Eric Coates, known as ‘The Uncrowned King of Light Music’
was indelibly associated with London and the City inspired so
much of his music. Two of his London cameos from his first London
Suite are included: The stirring ‘Knightsbridge’
March which introduced the very many In Town Tonight
programmes and the bustling ‘Covent Garden’ with
its haunting ‘Cherry Ripe’ motif. Both pieces are
taken at lively tempi just as Eric Coates, himself, would have
wished.
Another haunting melody associated with London’s Westminster
district is Robert Farnon’s Westminster Waltz with
Iain Sutherland’s reading, gaily romantic. So too is his
interpretation of Wally Stott’s cheery trot through Rotten
Row. Sir Arthur Sullivan’s Yeoman of the Guard
Overture receives all due pomp and ironic wit as the music reminds
us of the Tower of London.
Clive Richardson’s London Fantasia scored for piano
and orchestra has all the trimmings of the 1940s - the music
is meant to be reminiscent of the wartime Blitz - and is an
uninhibited romantic concoction influenced by Hollywood and
British war film scores such as those for Love Story
and Dangerous Moonlight (The Warsaw Concerto).
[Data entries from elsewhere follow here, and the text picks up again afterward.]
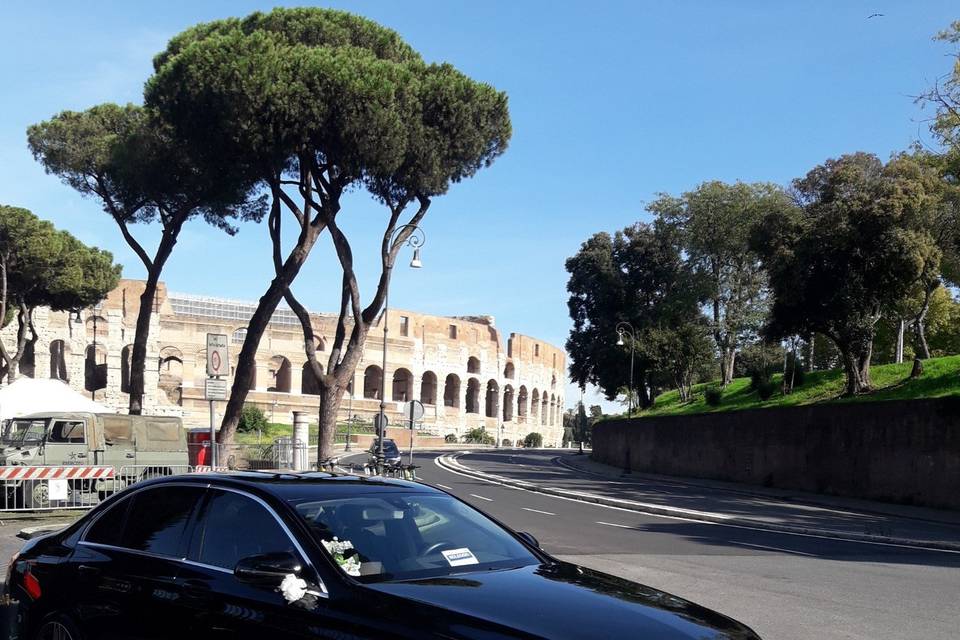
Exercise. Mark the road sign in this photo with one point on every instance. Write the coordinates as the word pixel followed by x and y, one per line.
pixel 218 362
pixel 413 411
pixel 215 389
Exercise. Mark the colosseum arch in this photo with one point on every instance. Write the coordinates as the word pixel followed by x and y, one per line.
pixel 402 389
pixel 473 365
pixel 451 391
pixel 508 403
pixel 473 396
pixel 428 388
pixel 280 374
pixel 493 399
pixel 372 376
pixel 309 385
pixel 59 351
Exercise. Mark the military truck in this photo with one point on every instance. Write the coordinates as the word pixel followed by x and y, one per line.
pixel 138 447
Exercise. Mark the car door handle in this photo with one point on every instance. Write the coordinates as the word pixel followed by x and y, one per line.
pixel 86 571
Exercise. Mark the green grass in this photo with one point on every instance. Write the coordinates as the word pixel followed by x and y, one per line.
pixel 941 377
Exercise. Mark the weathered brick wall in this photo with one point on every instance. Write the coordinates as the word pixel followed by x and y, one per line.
pixel 896 451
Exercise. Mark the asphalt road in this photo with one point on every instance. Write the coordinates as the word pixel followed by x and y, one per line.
pixel 785 586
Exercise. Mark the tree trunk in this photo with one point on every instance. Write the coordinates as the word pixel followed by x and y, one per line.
pixel 138 360
pixel 246 364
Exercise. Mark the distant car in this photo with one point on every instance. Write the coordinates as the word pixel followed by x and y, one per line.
pixel 264 555
pixel 391 453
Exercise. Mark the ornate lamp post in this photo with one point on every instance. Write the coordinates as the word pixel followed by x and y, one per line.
pixel 416 240
pixel 625 328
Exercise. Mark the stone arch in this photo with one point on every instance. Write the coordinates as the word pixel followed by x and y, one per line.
pixel 95 367
pixel 493 399
pixel 309 385
pixel 171 373
pixel 473 364
pixel 428 388
pixel 451 391
pixel 522 404
pixel 473 396
pixel 372 379
pixel 126 355
pixel 280 374
pixel 508 403
pixel 402 388
pixel 59 351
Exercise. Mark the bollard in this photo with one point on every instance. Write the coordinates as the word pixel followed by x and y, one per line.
pixel 301 438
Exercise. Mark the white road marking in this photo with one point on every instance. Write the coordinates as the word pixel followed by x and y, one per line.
pixel 703 522
pixel 763 546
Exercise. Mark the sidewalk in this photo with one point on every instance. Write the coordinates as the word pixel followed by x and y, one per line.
pixel 578 477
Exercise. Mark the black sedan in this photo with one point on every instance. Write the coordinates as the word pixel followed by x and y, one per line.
pixel 261 555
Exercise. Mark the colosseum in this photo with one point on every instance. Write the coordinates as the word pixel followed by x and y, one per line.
pixel 460 367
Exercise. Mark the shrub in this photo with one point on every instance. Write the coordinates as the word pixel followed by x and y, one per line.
pixel 765 389
pixel 713 396
pixel 252 418
pixel 533 440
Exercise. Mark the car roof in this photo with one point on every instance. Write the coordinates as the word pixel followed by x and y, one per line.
pixel 289 485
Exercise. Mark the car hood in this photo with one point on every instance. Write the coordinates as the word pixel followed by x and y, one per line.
pixel 564 601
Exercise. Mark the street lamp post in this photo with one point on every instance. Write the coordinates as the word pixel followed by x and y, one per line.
pixel 627 328
pixel 415 240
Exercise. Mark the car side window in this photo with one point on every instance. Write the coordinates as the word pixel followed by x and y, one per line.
pixel 108 527
pixel 234 526
pixel 158 519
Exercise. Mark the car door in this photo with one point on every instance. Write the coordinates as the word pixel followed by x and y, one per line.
pixel 231 526
pixel 127 564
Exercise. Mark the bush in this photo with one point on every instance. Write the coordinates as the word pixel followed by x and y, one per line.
pixel 252 418
pixel 533 440
pixel 713 396
pixel 479 436
pixel 765 389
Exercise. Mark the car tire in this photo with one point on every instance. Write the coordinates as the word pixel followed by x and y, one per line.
pixel 57 626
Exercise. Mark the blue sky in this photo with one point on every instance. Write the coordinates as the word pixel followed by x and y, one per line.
pixel 611 103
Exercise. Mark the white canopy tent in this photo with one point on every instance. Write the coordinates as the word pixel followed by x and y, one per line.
pixel 27 395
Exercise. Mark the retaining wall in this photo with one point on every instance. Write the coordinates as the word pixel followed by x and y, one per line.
pixel 896 451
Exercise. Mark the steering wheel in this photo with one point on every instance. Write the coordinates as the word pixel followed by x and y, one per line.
pixel 436 546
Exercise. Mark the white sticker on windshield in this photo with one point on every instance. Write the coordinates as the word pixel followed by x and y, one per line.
pixel 459 557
As an antidote we have a comic take-off of Stanley Holloway’s
cheeky ‘Get Me to the Church on Time’ from My
Fair Lady. Then serenity descends with Vaughan Williams’
beautiful arrangement of the traditional air, Greensleeves.
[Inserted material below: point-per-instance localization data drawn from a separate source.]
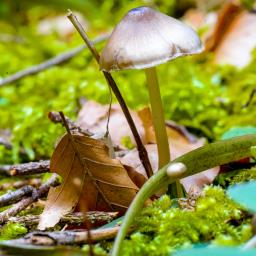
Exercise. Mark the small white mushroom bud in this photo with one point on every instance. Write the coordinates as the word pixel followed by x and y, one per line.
pixel 175 169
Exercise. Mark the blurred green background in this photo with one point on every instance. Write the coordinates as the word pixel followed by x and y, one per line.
pixel 197 93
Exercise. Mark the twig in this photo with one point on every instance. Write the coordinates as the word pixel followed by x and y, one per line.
pixel 59 59
pixel 86 169
pixel 15 196
pixel 76 218
pixel 68 237
pixel 82 162
pixel 74 127
pixel 249 101
pixel 5 170
pixel 24 203
pixel 35 182
pixel 141 149
pixel 182 130
pixel 30 168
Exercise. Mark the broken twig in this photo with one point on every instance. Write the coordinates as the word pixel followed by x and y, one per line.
pixel 68 237
pixel 15 196
pixel 25 202
pixel 74 127
pixel 141 149
pixel 76 218
pixel 30 168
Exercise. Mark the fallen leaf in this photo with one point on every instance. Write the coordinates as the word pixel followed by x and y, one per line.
pixel 93 116
pixel 179 145
pixel 60 25
pixel 90 177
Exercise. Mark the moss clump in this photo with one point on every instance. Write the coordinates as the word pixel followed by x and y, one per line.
pixel 237 176
pixel 12 231
pixel 162 228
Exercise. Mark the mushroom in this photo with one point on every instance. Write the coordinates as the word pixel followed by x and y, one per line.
pixel 143 39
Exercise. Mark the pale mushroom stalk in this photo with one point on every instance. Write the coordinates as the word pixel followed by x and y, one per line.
pixel 158 117
pixel 143 39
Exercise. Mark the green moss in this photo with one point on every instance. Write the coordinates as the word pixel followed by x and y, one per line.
pixel 161 229
pixel 237 176
pixel 97 250
pixel 12 231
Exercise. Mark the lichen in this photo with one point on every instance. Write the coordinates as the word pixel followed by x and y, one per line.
pixel 12 231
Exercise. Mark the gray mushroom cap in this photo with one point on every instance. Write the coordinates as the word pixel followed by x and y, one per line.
pixel 145 38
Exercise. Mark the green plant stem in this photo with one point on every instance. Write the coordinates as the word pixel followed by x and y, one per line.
pixel 215 154
pixel 158 117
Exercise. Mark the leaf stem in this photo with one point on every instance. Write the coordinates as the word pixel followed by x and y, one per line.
pixel 198 160
pixel 141 149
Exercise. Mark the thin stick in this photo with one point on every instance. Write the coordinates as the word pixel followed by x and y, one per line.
pixel 68 237
pixel 59 59
pixel 30 168
pixel 141 149
pixel 15 196
pixel 77 218
pixel 25 202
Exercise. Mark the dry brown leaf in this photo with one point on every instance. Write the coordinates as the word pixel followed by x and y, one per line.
pixel 93 116
pixel 90 177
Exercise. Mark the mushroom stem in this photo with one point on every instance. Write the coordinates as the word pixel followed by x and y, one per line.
pixel 158 117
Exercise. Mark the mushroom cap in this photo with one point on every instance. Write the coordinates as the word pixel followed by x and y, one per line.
pixel 145 38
Handel’s Water Music Prelude returns to the pomp
of the Royal Court.
Alan Abbott’s take on the old nursery tune London Bridge
is Falling Down bustles along cheerily until slower tempi
introduce a note of romantic nostalgia.
Sir Edward German’s light music has been unjustly neglected
until recent times and it is good to have a recording of his
sunny, vivacious and grandly patriotic Four Dances from Merrie
England. Welcome, too, are Roger Quilter’s sophisticated
Three English Dances. Charming and vivacious, these are
dances associated with happy Mayfair evenings.
Ronald Binge’s Elizabethan Serenade is probably
one of the best-known and best-loved pieces of light music and
the Philharmonic Concert Orchestra players clearly love its
intricate cross-rhythms. The concert closes with another Elizabethan
influence, Erich Wolfgang Korngold’s music for the Errol
Flynn 1940 swashbuckler The Sea Hawk. Here we have an
extended treatment of the film’s Main Title with
Iain Sutherland pulling out all the zestful and romantic stops.
A rousing performance this; to be compared well with any presently
on disc.
Sparkling performances of some of the cream of light music.